Now that the storms have passed, with recovery in mind, we should also focus on recovering our healthy eating habits and daily physical activity regimens. Anytime you start over at anything, it seems like an impossible task. I find this to be comparable to beginning to adjust to a healthier way of eating and falling off the wagon along the way. Start with your snack cabinet for instance – is most of what you have processed, sugary foods that are high in saturated fats or loaded with sugar? If so, consider exchanging these foods for healthier selections like dried fruits, mixed nuts, yogurt, or even fresh fruits and vegetables – all of which are loaded with essential nutrients and vitamins, not to mention a great energy source. The Centers for Disease Control and Prevention states that “Just one in 10 adults meet the federal fruit or vegetable recommendations.”

In the Expanded Food and Nutrition Education Program (EFNEP), participants learn about the importance of incorporating more fruits and vegetables into their diet. Additionally, participants are taught cooking tips along with safe food preparation techniques and how to manage food resources.
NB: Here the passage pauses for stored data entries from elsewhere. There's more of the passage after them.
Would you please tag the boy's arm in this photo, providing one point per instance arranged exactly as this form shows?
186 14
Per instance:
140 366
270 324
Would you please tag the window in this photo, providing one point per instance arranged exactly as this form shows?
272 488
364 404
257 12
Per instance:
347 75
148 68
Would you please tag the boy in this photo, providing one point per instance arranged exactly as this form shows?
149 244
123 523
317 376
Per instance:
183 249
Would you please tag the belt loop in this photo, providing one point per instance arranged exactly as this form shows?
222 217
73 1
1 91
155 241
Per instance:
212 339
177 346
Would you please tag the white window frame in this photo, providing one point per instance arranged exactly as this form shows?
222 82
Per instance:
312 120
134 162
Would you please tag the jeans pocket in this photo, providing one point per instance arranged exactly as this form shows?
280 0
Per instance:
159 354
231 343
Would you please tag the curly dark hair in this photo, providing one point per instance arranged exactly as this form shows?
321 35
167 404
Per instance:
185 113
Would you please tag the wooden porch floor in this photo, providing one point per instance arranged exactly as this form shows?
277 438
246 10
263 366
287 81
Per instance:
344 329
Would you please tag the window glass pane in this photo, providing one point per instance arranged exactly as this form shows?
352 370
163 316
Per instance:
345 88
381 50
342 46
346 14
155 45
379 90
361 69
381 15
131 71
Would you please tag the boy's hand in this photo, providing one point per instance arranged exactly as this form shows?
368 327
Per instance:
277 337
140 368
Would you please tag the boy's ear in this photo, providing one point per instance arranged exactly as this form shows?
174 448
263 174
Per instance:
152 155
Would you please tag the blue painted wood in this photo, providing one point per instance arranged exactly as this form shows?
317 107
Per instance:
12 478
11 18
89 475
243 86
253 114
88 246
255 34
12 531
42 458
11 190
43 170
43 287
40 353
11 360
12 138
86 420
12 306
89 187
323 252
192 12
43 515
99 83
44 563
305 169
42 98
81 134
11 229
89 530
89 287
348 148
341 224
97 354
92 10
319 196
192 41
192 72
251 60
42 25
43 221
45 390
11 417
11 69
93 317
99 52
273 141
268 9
Dietary standards recommend that adults should eat at least 1½ to 2 cups of fruit per day and 2 to 3 cups of vegetables per day.

Recently, the weather has been beautiful and temperatures have been ideal enough to allow us to be more physically active, not to mention recover physical activity regimens. With that in mind, make it a point to take advantage of the crisp fall mornings to perform some arm and leg stretches. You could also utilize the warm afternoons during your break at work, or leisure, to enjoy a brisk 30-minute walk. Furthermore, the cool fall evenings can be designated to work on your cardio indoors by doing exercises like yoga or leg lifts. If you choose to add more intensity to your workout, try adding resistance bands to aid in building muscle strength. Remember, recovery isn’t always easy, but it is not impossible. Make the choice today to recover your health!